Member of the Provincial Assembly of Sindh
- In office 13 August 2018 – 11 August 2023
- Constituency: PS-34 Naushahro Feroze-II
- In office 29 May 2013 – 28 May 2018

Personal details
- Born: 24 July 1938 (age 87) Naushahro Feroze District
- Party: Pakistan Peoples Party

= Syed Murad Ali Shah (Naushahro Feroze politician) =

Pakistani politician

Syed Murad Ali Shah (سيد مراد علي شاھ) is a Pakistani politician who was a Member of the Provincial Assembly of Sindh, from August 2018 to August 2023 and from May 2013 to May 2018.

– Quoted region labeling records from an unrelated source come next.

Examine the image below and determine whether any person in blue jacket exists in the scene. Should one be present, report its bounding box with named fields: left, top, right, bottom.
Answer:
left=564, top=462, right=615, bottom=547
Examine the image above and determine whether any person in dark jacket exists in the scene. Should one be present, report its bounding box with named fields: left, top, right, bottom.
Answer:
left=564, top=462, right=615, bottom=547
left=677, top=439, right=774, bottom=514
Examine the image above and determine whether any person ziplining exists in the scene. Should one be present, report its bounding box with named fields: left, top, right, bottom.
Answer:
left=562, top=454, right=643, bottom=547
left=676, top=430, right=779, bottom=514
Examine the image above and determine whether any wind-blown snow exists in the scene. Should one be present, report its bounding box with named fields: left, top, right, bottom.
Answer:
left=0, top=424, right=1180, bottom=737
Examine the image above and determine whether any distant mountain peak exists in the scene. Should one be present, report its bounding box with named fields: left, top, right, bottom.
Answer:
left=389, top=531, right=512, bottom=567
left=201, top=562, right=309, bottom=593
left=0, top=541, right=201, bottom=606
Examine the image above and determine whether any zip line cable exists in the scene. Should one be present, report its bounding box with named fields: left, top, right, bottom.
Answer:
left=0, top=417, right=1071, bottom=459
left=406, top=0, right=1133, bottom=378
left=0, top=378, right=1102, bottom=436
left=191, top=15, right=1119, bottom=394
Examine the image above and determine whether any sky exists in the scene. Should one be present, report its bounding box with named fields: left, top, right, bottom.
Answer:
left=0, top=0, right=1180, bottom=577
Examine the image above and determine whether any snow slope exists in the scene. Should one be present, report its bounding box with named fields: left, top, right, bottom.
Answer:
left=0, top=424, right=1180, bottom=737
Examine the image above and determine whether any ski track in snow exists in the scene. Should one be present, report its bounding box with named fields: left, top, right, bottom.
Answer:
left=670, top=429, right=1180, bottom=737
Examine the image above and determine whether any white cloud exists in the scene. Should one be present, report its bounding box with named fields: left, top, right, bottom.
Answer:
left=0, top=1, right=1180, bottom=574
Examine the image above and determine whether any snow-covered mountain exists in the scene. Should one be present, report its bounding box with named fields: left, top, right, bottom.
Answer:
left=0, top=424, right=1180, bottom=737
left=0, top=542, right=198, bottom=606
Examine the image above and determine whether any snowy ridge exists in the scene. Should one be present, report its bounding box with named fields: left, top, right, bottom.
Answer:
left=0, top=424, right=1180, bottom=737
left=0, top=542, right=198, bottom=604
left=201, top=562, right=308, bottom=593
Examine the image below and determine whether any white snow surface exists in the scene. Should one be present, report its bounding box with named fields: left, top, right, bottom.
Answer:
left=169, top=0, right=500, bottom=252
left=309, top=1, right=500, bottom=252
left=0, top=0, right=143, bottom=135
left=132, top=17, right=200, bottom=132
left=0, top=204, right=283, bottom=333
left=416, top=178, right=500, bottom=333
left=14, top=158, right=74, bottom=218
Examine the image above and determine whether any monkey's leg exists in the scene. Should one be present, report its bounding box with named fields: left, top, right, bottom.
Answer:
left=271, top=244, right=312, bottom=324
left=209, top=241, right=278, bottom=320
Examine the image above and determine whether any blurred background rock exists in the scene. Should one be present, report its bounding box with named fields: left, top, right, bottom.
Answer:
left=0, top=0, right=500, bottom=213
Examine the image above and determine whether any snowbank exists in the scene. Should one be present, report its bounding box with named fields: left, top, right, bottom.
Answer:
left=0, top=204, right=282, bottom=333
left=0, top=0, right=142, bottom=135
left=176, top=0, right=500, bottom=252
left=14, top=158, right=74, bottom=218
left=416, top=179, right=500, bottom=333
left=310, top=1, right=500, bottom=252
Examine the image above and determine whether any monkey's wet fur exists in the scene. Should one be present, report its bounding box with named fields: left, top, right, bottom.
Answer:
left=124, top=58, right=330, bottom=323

==Early life and education==

He was born on 24 July 1938 in Naushahro Feroze District.

He has a degree of Bachelor of Arts from Sindh University.

==Political career==

He was elected to the Provincial Assembly of Sindh as a candidate of Pakistan Peoples Party (PPP) from Constituency PS-20 NAUSHERO FEROZE-II in the 2013 Pakistani general election.

He was re-elected to Provincial Assembly of Sindh as a candidate of PPP from Constituency PS-34 (Naushahro Feroze-II) in the 2018 Pakistani general election.